During her freshman season, she wore tape to keep the shoulder in place. She found out she needed surgery after the season. After the May 18 procedure, she wasn’t cleared to play until October of her sophomore year.

“From there until Christmas, she wasn’t very good, but by the time we went to Memphis for the tournament last year, she had come into her own,” Quattlebaum said. “She had some very good games over there and led us the rest of the year.”

While the surgery fixed the issue, Quattlebaum still has the occasional flashback.

“Every once in a while when she hits the floor, she’ll get up shaking her shoulder, and we hold our breath because she hits the floor quite frequently,” he said. “That’s one of the things she needs to improve on.”

Dillard has already drawn scholarship offers from Arkansas State University in Jonesboro; Union University and Austin Peay State University, both in Tennessee; Ouachita Baptist University in Arkadelphia; Harding University in Searcy; and Columbia University in New York City.

“And she’s got another year to get better,” Quattlebaum said. “She’s not getting in any hurry about deciding on anything. She plays [Amateur Athletic Union] ball in the summer, so this coming summer will be a big one for her.”

He said he thinks she is a Division I basketball player and that CAC’s soccer coach, Carter Lambert, agreed that she could play Division I soccer.

“But she’s going to play basketball in college, and I think when that’s all she’s doing, she’ll make another leap,” Quattlebaum said. “There’s no telling how good she can become.

“She’s just an all-around athlete. She has a motor; she never gets tired. She plays on the front of our press, so she’s running all the time. She just never stops.”

Dillard said she doesn’t really have a dream school.

“My options are open and clear, and I’m down to go anywhere, whatever program seems to fit me right, and they like me and I like them,” she said. “I’ve got a year and a couple of months to decide.”

Meanwhile, she sports a 4.0 grade-point average and is involved with Student Council, the History Club, the National Honor Society, Beta Club and Mu Alpha Theta at Mustang Mountain. Just 16, she’s considering physical therapy or something else in the medical field for her life after basketball.

Quattlebaum called Dillard “a great kid.”

“She’s a good student, respectful, easy to coach,” he said. “She has a great attitude.”

Quattlebaum has been her coach since she was in the seventh grade.

“I feel like I’ve had him my whole life,” she said. “He’s more than a coach now.

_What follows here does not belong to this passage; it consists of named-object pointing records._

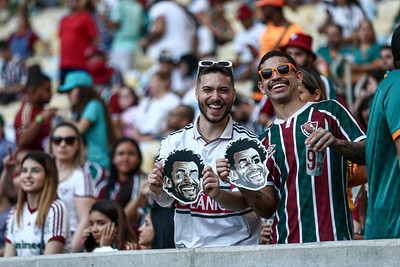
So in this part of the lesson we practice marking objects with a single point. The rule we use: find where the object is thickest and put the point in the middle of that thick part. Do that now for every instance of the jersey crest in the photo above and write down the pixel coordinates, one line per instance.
(271, 150)
(312, 124)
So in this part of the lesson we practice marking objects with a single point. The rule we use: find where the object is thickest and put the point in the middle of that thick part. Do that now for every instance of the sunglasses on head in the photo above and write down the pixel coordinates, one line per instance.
(209, 63)
(282, 69)
(69, 140)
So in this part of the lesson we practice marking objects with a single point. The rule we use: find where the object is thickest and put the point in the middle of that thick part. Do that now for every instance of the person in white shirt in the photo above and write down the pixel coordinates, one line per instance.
(75, 186)
(39, 223)
(220, 216)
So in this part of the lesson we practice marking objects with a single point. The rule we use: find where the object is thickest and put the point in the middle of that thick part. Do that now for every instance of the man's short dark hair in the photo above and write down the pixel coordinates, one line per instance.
(184, 156)
(396, 47)
(3, 45)
(275, 53)
(35, 77)
(237, 146)
(215, 68)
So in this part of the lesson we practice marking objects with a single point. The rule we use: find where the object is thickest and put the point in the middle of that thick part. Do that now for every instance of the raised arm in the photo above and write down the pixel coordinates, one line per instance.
(83, 205)
(228, 200)
(321, 138)
(262, 201)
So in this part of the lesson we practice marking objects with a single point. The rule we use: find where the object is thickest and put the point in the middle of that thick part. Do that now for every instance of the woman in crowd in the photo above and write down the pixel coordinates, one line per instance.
(157, 231)
(22, 41)
(75, 186)
(374, 77)
(312, 88)
(109, 228)
(126, 180)
(93, 117)
(38, 219)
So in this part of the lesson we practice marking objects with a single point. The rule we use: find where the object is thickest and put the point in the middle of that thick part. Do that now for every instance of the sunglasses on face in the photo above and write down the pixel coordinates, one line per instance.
(209, 63)
(69, 140)
(282, 69)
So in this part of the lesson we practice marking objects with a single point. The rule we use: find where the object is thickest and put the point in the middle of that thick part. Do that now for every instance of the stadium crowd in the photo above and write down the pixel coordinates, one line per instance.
(143, 74)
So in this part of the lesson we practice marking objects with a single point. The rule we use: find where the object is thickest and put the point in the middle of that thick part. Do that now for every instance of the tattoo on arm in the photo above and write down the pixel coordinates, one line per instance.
(353, 151)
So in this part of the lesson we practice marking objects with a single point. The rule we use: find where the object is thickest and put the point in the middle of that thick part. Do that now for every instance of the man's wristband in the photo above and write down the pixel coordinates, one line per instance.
(39, 118)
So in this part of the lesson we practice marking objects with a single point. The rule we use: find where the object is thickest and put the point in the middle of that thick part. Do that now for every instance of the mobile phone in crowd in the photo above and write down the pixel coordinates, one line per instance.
(90, 243)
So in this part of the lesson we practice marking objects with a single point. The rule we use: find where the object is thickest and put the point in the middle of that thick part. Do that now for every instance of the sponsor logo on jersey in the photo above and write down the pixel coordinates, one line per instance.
(22, 244)
(271, 150)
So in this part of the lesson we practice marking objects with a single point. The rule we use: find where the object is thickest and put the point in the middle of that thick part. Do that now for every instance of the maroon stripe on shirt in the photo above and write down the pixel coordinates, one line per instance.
(292, 210)
(322, 198)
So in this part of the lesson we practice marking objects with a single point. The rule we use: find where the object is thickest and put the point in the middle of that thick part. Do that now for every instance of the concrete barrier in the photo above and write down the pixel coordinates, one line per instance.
(345, 253)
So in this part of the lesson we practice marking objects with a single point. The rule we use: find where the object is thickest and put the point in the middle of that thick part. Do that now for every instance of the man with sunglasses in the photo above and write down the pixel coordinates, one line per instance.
(307, 208)
(220, 216)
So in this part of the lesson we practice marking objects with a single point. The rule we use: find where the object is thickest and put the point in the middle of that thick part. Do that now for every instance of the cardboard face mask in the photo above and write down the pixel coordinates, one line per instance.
(248, 160)
(182, 177)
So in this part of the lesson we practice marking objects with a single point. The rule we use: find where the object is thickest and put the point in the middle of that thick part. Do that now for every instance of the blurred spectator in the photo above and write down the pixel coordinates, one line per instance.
(334, 47)
(77, 32)
(172, 29)
(93, 117)
(360, 212)
(4, 11)
(36, 219)
(4, 144)
(366, 54)
(278, 29)
(312, 88)
(126, 20)
(23, 40)
(109, 228)
(266, 227)
(126, 181)
(155, 106)
(32, 123)
(106, 80)
(104, 76)
(166, 65)
(14, 74)
(6, 198)
(387, 58)
(348, 15)
(128, 102)
(178, 118)
(382, 154)
(75, 186)
(100, 11)
(219, 25)
(205, 44)
(246, 112)
(157, 231)
(246, 43)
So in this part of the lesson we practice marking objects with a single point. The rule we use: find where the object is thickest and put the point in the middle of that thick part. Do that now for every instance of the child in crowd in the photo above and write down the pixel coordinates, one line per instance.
(157, 231)
(75, 186)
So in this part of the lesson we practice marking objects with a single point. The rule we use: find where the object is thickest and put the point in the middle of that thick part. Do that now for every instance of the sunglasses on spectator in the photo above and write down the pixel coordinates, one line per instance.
(209, 63)
(282, 69)
(69, 140)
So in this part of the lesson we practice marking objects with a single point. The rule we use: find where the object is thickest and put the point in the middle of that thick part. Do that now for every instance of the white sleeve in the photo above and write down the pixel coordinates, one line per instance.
(83, 184)
(11, 223)
(57, 223)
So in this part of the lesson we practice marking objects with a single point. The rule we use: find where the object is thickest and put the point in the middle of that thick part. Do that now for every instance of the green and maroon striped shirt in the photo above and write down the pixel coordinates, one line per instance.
(310, 208)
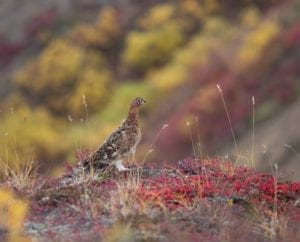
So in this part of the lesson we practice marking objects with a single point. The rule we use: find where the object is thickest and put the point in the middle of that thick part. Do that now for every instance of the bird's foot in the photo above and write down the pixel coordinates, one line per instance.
(120, 166)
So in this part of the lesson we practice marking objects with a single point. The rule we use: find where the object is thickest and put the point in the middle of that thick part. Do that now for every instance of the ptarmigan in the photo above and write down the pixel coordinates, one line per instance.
(120, 144)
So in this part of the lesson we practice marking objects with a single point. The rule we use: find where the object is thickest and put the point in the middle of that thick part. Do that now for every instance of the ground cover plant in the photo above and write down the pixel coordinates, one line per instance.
(190, 200)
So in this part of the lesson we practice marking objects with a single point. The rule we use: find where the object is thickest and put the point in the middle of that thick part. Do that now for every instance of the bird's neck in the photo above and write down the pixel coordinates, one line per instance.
(133, 116)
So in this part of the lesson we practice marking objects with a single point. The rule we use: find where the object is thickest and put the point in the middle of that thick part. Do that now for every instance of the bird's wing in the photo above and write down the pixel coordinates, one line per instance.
(113, 147)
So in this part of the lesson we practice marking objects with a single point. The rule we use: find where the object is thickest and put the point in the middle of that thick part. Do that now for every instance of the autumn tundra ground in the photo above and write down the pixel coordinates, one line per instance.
(190, 200)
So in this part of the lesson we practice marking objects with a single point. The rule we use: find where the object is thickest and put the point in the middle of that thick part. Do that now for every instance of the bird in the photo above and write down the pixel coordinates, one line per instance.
(120, 144)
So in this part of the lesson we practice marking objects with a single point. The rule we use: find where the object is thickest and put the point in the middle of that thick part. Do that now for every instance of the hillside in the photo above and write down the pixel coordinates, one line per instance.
(69, 70)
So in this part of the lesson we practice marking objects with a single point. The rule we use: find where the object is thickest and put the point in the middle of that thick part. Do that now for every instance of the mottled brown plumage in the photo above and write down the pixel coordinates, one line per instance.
(120, 144)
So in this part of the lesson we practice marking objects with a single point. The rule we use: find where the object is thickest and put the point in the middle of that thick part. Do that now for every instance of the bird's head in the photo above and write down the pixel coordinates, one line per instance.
(138, 102)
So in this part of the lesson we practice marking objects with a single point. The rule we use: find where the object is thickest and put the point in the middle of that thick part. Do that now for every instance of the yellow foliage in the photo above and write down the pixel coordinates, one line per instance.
(105, 30)
(255, 43)
(25, 133)
(94, 85)
(108, 23)
(199, 10)
(250, 17)
(157, 16)
(55, 68)
(13, 213)
(145, 49)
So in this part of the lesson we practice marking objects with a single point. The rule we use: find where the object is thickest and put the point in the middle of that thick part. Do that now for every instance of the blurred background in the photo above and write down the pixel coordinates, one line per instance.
(69, 69)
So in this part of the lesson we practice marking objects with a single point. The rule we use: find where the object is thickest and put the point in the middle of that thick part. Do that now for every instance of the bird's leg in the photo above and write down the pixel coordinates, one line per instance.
(120, 167)
(133, 157)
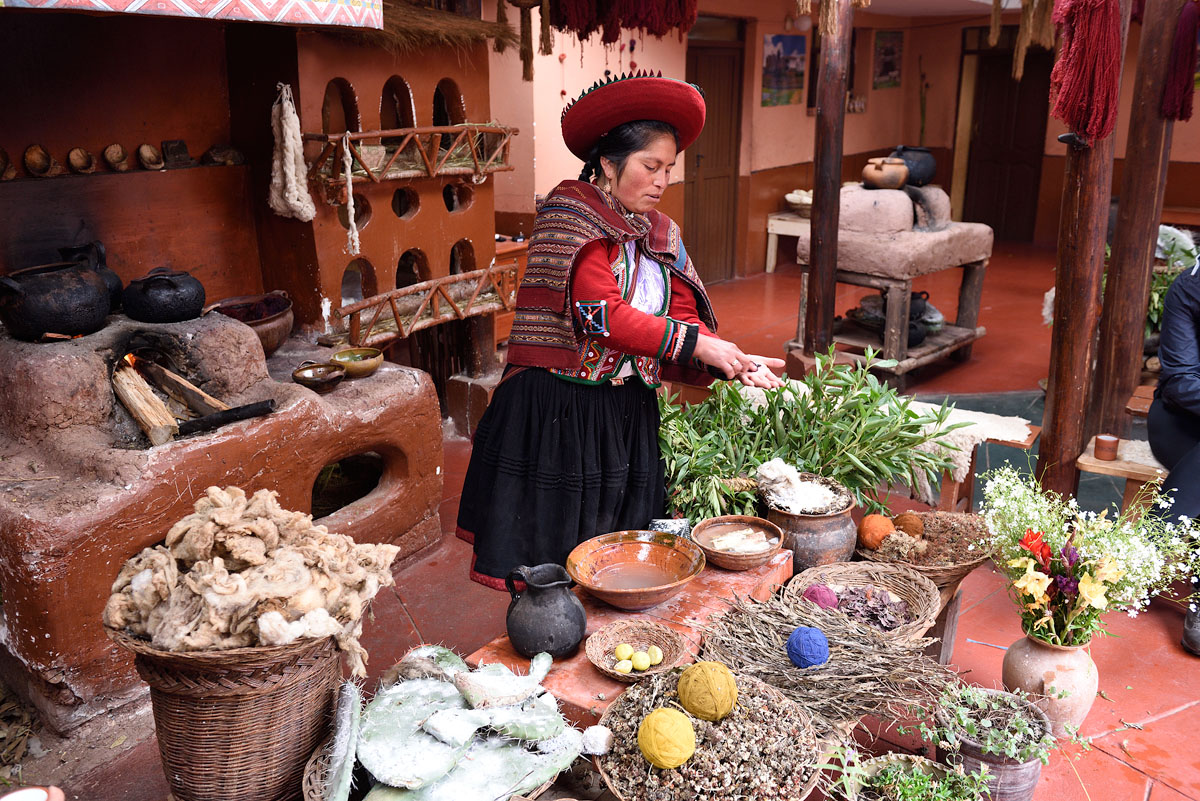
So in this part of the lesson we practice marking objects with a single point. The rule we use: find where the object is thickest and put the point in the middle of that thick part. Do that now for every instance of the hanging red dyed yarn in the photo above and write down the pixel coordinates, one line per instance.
(1085, 83)
(1182, 68)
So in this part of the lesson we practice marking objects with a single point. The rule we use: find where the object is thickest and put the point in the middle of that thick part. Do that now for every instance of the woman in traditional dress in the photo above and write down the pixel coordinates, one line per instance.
(610, 305)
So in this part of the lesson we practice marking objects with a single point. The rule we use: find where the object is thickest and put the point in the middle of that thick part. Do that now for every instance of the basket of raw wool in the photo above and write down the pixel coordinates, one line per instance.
(894, 598)
(943, 547)
(238, 724)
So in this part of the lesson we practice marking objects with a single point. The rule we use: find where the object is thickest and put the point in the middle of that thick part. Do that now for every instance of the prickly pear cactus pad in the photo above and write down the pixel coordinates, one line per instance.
(765, 748)
(493, 770)
(346, 739)
(391, 744)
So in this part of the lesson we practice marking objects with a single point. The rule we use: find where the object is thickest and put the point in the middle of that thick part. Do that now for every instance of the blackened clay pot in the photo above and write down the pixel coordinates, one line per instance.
(546, 616)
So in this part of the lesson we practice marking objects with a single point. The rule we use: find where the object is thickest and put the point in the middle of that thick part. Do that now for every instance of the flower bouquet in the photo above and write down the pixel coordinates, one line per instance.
(1067, 567)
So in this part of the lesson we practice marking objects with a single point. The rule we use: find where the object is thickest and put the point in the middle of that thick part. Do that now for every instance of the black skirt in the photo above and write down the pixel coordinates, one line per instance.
(555, 463)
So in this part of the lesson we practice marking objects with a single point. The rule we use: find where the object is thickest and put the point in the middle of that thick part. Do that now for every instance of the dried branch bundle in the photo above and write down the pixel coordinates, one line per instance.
(867, 673)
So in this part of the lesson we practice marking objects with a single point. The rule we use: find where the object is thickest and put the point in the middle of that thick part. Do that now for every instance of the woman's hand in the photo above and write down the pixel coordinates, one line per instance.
(724, 355)
(761, 373)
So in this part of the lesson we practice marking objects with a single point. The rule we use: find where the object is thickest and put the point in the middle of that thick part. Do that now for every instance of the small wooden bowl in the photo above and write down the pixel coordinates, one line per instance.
(318, 377)
(673, 559)
(641, 634)
(359, 362)
(703, 533)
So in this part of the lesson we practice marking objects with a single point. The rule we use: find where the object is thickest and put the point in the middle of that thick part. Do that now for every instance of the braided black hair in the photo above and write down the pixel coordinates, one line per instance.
(623, 142)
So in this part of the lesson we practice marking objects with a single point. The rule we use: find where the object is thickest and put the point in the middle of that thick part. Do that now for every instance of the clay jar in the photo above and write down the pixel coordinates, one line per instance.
(1011, 780)
(816, 538)
(546, 616)
(885, 174)
(1043, 669)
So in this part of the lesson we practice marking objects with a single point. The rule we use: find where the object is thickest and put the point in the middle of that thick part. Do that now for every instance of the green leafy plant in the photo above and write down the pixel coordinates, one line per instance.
(839, 421)
(1000, 722)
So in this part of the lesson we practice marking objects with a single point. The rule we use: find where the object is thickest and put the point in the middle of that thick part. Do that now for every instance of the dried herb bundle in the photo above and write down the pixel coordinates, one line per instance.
(766, 748)
(868, 673)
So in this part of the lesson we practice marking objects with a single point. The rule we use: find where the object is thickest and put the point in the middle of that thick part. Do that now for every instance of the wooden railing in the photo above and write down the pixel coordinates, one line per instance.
(425, 305)
(477, 150)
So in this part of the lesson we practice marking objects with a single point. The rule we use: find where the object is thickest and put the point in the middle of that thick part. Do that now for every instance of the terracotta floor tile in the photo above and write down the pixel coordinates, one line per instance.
(1164, 750)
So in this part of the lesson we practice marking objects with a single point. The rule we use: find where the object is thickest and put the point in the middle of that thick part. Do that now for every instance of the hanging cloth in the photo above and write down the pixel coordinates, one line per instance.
(288, 194)
(1085, 83)
(1182, 68)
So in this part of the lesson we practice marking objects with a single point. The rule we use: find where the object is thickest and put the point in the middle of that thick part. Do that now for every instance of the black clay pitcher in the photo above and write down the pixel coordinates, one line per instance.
(547, 616)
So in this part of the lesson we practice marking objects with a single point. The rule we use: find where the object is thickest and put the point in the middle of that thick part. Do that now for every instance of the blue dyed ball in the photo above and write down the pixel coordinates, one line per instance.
(808, 646)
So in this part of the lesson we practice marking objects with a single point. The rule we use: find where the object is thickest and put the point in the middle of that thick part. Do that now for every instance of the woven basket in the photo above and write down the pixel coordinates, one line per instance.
(738, 561)
(778, 700)
(641, 634)
(317, 764)
(873, 766)
(943, 576)
(238, 724)
(919, 592)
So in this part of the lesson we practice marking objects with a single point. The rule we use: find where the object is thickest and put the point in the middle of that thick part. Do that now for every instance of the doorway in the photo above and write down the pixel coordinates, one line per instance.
(715, 49)
(1007, 139)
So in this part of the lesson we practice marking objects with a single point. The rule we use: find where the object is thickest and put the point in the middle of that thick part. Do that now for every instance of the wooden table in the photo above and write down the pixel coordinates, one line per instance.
(585, 693)
(789, 223)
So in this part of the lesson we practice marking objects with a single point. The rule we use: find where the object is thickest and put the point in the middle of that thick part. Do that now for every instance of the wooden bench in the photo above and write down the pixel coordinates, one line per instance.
(1137, 474)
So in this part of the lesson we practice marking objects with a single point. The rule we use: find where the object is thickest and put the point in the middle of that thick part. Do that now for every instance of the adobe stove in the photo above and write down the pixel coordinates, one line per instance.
(83, 487)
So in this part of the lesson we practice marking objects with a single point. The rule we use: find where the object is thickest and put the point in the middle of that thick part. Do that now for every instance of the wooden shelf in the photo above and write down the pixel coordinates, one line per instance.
(856, 339)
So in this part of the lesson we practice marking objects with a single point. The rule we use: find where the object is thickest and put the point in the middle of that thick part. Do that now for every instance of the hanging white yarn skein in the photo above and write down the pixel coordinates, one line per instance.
(352, 229)
(288, 196)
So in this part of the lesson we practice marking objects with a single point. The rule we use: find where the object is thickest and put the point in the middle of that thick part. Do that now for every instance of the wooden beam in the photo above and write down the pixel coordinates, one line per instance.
(144, 405)
(827, 176)
(1087, 188)
(1131, 266)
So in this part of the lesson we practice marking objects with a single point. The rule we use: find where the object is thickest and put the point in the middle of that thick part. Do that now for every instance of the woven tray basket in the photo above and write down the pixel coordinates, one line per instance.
(919, 592)
(315, 770)
(778, 700)
(873, 766)
(238, 724)
(641, 634)
(943, 576)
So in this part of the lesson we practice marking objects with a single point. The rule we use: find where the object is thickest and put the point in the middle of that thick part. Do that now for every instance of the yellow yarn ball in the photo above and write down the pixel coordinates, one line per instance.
(708, 691)
(666, 738)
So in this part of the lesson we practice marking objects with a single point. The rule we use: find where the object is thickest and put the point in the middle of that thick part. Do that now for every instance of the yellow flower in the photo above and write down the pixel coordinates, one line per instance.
(1023, 562)
(1108, 572)
(1033, 583)
(1091, 592)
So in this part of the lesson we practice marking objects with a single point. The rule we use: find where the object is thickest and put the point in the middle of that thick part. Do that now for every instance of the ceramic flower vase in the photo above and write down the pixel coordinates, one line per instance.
(1049, 670)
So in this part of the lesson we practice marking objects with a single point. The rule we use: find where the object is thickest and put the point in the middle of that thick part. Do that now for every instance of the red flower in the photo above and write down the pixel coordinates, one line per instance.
(1035, 544)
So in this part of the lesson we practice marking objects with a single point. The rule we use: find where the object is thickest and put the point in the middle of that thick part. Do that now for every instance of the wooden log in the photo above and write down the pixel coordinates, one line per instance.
(180, 389)
(144, 405)
(827, 176)
(227, 416)
(1131, 266)
(1087, 186)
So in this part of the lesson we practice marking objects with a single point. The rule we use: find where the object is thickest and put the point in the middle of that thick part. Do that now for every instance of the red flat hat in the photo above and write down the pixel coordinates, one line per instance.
(640, 96)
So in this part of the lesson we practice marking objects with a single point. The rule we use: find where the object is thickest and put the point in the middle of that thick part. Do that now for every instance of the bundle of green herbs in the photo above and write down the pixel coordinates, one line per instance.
(838, 421)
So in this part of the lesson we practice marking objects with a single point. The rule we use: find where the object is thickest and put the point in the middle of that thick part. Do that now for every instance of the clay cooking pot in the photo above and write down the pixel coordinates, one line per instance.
(163, 296)
(65, 297)
(546, 616)
(885, 174)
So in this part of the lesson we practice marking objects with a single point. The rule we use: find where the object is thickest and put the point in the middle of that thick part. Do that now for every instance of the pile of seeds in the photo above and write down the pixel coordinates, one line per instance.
(766, 748)
(868, 673)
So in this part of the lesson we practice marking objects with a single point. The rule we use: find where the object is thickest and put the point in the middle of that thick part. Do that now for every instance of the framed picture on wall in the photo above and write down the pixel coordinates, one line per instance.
(783, 70)
(888, 58)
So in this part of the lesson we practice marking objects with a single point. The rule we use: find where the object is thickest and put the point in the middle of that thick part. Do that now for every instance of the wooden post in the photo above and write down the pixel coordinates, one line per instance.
(1126, 291)
(827, 178)
(1087, 187)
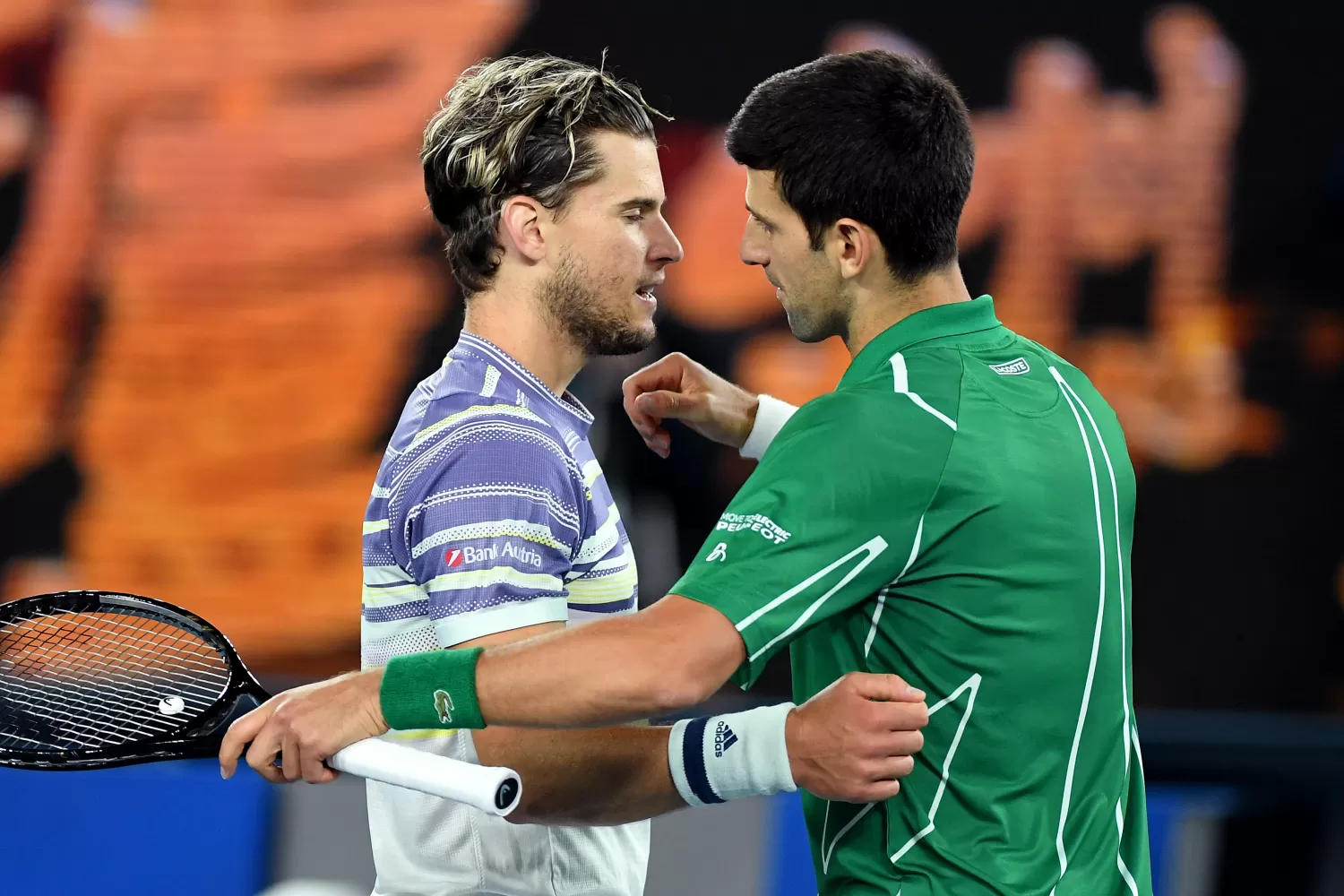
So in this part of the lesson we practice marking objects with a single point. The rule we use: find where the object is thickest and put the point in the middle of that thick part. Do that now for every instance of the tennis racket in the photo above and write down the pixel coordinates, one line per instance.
(99, 678)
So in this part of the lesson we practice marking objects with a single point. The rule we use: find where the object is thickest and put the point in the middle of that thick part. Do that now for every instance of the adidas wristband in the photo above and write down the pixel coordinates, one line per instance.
(742, 754)
(771, 414)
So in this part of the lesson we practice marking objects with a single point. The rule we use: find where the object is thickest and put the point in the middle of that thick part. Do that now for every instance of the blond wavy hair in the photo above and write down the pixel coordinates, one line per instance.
(519, 125)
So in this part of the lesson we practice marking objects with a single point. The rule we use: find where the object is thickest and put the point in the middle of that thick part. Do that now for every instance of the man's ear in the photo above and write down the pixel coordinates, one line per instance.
(852, 246)
(521, 218)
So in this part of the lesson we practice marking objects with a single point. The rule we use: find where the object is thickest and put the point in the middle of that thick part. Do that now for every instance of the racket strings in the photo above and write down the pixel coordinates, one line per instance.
(101, 678)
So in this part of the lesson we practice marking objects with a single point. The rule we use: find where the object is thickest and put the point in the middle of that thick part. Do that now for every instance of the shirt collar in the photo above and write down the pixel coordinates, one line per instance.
(956, 319)
(575, 414)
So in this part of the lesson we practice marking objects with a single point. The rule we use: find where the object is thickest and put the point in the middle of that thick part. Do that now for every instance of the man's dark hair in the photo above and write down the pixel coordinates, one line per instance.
(874, 136)
(521, 125)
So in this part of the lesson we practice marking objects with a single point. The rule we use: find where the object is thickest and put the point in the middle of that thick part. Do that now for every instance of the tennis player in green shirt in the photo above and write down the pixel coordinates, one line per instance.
(959, 512)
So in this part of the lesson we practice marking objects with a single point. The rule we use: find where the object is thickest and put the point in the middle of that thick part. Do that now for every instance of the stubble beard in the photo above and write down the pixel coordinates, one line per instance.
(575, 308)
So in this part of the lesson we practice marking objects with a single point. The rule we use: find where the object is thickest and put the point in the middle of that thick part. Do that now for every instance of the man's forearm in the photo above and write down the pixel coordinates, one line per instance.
(671, 656)
(599, 777)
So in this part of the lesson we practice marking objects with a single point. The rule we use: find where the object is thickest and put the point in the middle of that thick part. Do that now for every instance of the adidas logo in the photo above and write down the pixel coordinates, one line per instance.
(1011, 368)
(723, 737)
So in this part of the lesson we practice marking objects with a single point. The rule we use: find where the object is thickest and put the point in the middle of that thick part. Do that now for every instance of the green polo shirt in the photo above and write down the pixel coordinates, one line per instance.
(957, 512)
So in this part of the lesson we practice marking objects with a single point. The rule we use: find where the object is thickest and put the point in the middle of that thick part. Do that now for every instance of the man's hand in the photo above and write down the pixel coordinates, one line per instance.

Through the years, we’ve gotten so close. We also go to the same church (Levy Church of Christ). You could say he’s kind of a father figure, but I’d say he’s more of a grandfather figure. He’s getting up there, although he might kill me for saying that.”

They’re hoping to collaborate to bring a fifth state title to Mustang Mountain this season.

“She’s been a leader her whole life,” the coach said. “She works real hard, and the kids respect that. It was a little hard for her last year being a sophomore with some pretty good senior leaders, but by the end of the year, she was coming into her own.

“This year, she’s our undisputed leader.”

At Mustang Mountain, that’s saying something.